Published in PC Hardware

AMD has great quarter but margins low

by on29 July 2018


No notebooks and slim EPYC

AMD got mostly positive comments on its financial performance in Q2 18, and it did a great job having the highest quarter in five years. The logic behind this data is that AMD had more than five years of very weak product portfolio to sell especially in desktop/data center and since early 2017 they finally have Ryzen on desktop and EPYC on the data center side.  

AMD had decent graphics to sell and this last quarter it still gained a bit from the crypto mania that is finally dramatically slowing down but has a very weak GPU roadmap in the future.

In order to make data center great again, AMD seems to have killed graphics in the process. All is not lost, it will have Navi at some point, most likely in the latter part of 2019 but this 7nm chip will be a mainstream device and we are sure that Nvidia will have something to fight the Navi with - it always had, at least in the last decade.

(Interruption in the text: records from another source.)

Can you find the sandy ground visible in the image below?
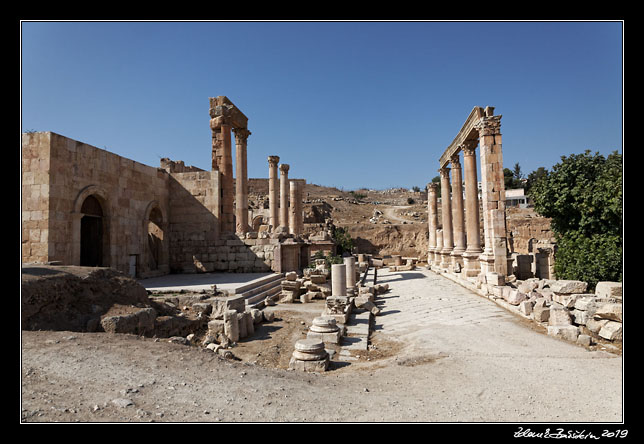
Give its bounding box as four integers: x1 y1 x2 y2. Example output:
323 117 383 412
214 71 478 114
21 269 623 428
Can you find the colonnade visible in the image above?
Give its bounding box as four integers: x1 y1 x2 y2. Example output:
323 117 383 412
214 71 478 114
427 107 511 285
210 96 304 235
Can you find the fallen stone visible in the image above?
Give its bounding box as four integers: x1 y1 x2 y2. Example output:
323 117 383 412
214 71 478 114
210 295 246 319
577 335 592 347
532 298 550 322
112 398 134 408
506 290 528 305
586 318 610 334
550 279 588 294
250 308 264 324
519 301 534 316
593 302 622 322
548 302 572 326
599 321 622 341
548 325 579 342
595 281 622 299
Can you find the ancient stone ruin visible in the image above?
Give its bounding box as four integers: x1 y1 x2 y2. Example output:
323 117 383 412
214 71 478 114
426 106 622 345
22 96 332 278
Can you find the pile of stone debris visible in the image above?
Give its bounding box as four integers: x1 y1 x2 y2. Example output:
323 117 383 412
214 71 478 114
492 278 623 346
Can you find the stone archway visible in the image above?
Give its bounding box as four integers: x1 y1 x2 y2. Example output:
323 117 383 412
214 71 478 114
80 196 103 267
252 215 267 232
147 207 163 270
72 185 112 267
142 200 169 277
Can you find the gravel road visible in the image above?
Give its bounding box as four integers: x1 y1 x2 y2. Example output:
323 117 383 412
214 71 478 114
21 269 623 424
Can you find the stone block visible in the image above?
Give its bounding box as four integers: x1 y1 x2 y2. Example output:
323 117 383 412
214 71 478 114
280 290 300 304
210 295 246 319
552 293 580 308
306 330 342 344
570 308 588 325
599 321 622 341
532 298 550 322
577 335 592 347
519 301 534 316
548 303 572 326
249 308 264 324
574 294 597 311
548 325 579 342
288 354 329 372
506 290 528 305
595 281 622 299
586 318 610 334
207 319 225 338
593 302 622 322
224 310 239 342
550 279 588 294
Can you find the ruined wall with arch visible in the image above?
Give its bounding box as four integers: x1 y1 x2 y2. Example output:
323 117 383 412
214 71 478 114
22 132 169 275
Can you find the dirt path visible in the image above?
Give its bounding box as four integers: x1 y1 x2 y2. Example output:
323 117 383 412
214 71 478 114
21 270 622 423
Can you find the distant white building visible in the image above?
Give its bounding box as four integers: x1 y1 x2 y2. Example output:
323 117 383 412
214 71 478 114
505 188 528 208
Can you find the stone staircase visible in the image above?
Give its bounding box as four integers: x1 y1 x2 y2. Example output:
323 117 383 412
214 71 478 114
235 273 284 308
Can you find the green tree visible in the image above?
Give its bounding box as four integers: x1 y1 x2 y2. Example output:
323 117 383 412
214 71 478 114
530 150 622 288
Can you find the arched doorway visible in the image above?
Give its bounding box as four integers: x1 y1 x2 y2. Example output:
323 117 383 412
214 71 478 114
80 195 104 267
147 207 163 270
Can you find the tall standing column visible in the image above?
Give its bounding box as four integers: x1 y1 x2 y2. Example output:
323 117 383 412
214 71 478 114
475 108 508 285
279 163 289 232
210 112 235 233
438 167 454 269
450 153 465 270
288 180 299 236
427 183 440 266
461 141 481 277
233 128 250 233
268 156 280 231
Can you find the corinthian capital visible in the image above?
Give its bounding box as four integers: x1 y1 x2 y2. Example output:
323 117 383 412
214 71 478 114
233 128 252 144
458 140 478 156
474 116 501 136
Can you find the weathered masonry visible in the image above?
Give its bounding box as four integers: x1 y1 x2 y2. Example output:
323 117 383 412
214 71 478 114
22 96 310 277
428 106 512 285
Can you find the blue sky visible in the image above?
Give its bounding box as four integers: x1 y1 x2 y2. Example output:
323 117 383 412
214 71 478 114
21 21 623 190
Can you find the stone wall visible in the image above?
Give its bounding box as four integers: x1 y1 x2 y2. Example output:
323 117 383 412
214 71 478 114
22 132 169 273
21 133 50 262
169 171 219 273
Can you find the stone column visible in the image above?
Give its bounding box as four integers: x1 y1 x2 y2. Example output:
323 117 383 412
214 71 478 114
344 256 356 296
475 108 508 285
427 183 440 266
295 181 306 236
461 141 482 277
450 153 465 270
331 264 347 296
288 180 300 236
268 156 280 231
210 115 235 233
279 163 289 232
438 167 454 269
233 128 250 233
434 228 443 269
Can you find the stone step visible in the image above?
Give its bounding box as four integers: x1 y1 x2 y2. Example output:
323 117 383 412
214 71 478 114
235 273 284 298
246 284 282 308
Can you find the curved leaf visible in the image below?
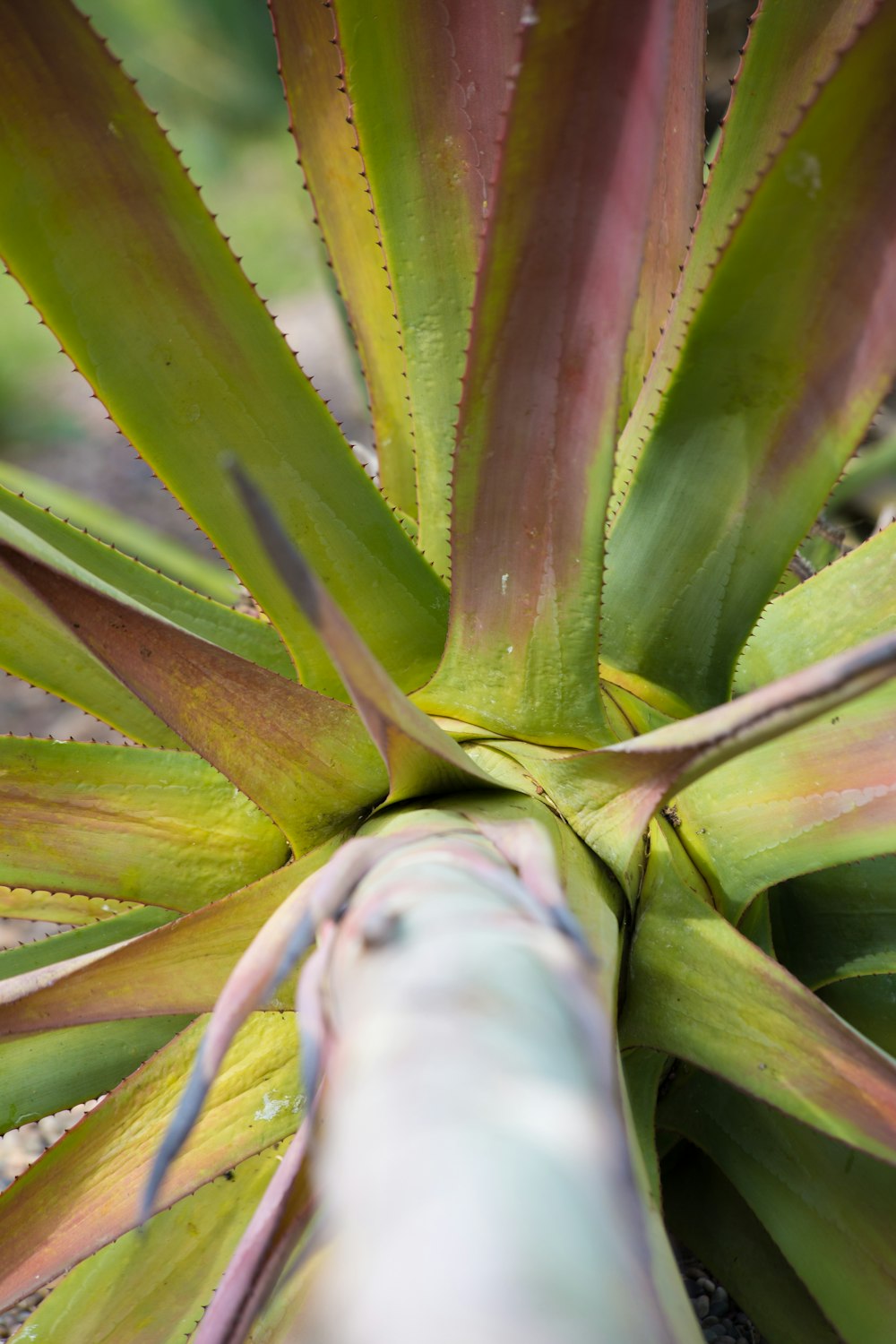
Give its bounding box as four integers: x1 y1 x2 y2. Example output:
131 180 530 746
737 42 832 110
619 828 896 1166
603 0 896 710
770 855 896 989
662 1150 842 1344
0 906 177 995
616 0 879 478
0 461 239 605
332 0 521 570
0 738 286 910
735 523 896 695
618 0 707 425
228 470 490 806
0 1013 302 1306
270 0 416 518
0 841 339 1037
676 674 896 922
0 546 389 852
419 0 670 746
15 1145 289 1344
495 634 896 897
0 1013 189 1131
0 487 296 677
0 0 446 690
659 1074 896 1344
0 561 184 747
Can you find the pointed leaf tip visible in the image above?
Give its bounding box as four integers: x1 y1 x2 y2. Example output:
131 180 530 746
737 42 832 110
231 465 492 801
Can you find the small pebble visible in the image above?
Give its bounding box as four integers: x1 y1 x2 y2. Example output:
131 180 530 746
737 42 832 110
710 1285 728 1316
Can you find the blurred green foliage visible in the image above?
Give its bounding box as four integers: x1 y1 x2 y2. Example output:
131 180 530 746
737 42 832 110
0 0 326 456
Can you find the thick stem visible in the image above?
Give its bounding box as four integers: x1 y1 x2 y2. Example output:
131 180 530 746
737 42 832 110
301 806 675 1344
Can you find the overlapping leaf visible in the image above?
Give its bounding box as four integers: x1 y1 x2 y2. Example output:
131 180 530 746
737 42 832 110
618 0 877 468
0 546 389 854
621 828 896 1166
495 634 896 900
0 887 138 926
0 562 183 747
0 488 294 676
771 855 896 989
0 841 337 1037
0 1013 302 1305
0 461 239 605
0 906 177 978
735 523 896 694
603 0 896 709
618 0 707 425
326 0 522 573
15 1145 289 1344
662 1152 841 1344
0 738 286 910
659 1074 896 1344
676 674 896 922
0 1013 189 1129
420 0 670 746
0 0 446 690
228 473 489 803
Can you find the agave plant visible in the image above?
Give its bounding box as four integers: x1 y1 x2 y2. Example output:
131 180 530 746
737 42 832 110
0 0 896 1344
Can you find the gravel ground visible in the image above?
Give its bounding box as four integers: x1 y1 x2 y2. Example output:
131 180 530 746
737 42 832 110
0 13 763 1344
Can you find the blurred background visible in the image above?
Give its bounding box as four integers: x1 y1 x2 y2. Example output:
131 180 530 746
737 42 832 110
0 0 896 1339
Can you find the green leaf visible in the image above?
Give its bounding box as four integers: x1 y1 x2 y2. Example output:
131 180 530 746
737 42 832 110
662 1150 842 1344
0 840 339 1037
270 0 417 518
770 855 896 989
0 546 389 852
327 0 521 570
419 0 670 747
0 0 446 690
676 674 896 922
619 828 896 1166
622 1050 702 1344
614 0 877 494
0 1015 189 1131
184 1120 315 1344
17 1145 289 1344
659 1074 896 1344
828 433 896 513
0 886 140 925
0 462 239 605
818 978 896 1058
603 0 896 710
0 487 294 676
495 634 896 892
0 738 286 910
735 523 896 695
622 1048 669 1209
618 0 707 426
0 1012 302 1306
0 906 177 981
228 472 490 808
0 562 183 747
300 796 679 1344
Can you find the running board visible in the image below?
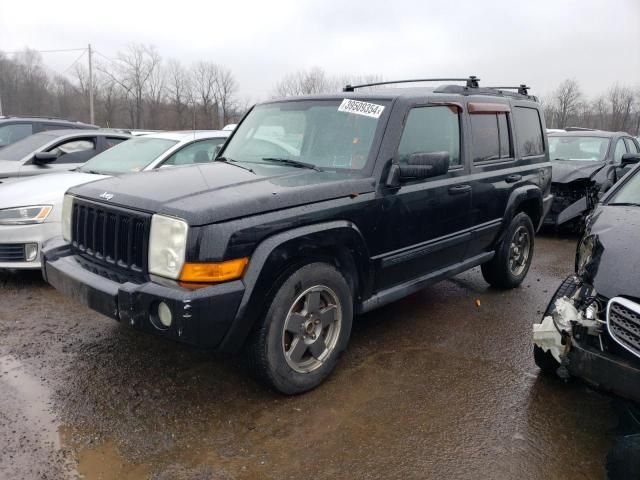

Let’s give AMD some credit, it did recover from an unimaginable abyss but having Ryzen desktop and Treadripper toy is not enough to make decent margins. AMD’s margins are still slim and will stay that way for a while. Just compare AMD's to Nvidia’s or Intel’s margins and you will get the whole picture.  

AMD has EPYC, a great piece of hardware that will get them some data center business. When we say some, Intel won’t feel a dramatical data center decline because AMD is so great. Big data centers take years to take new products from a manufacturer that didn’t really have a competitive chip for more than ten years.

Data center challenging 

The data center/server guys are having a hard time to forget the Barcelona K10 fiasco that happened more than 10 years ago and they go slow with AMD. Having EPYC - a great chip - will put some pressure on Intel’s ridiculous pricing in this market but most people will just take Intel or Power PC from IBM as they can rely on decades of consistency.

Desktop margins are tiny, and this is not a great product to live on but chips soon to be launched like Threadripper 2 are great marketing tools that result in ridiculously small sales. This goes for the Extreme edition too but again in this upper part of the segment, people would rather go for Extreme edition especially in boutique PC segment. This is all extremely tiny.

One of the big challenges is that Intel has evolved to be a much bigger player than 10 years ago. It also has 4G/communications, automotive aspirations as well as IoT, while AMD doesn't.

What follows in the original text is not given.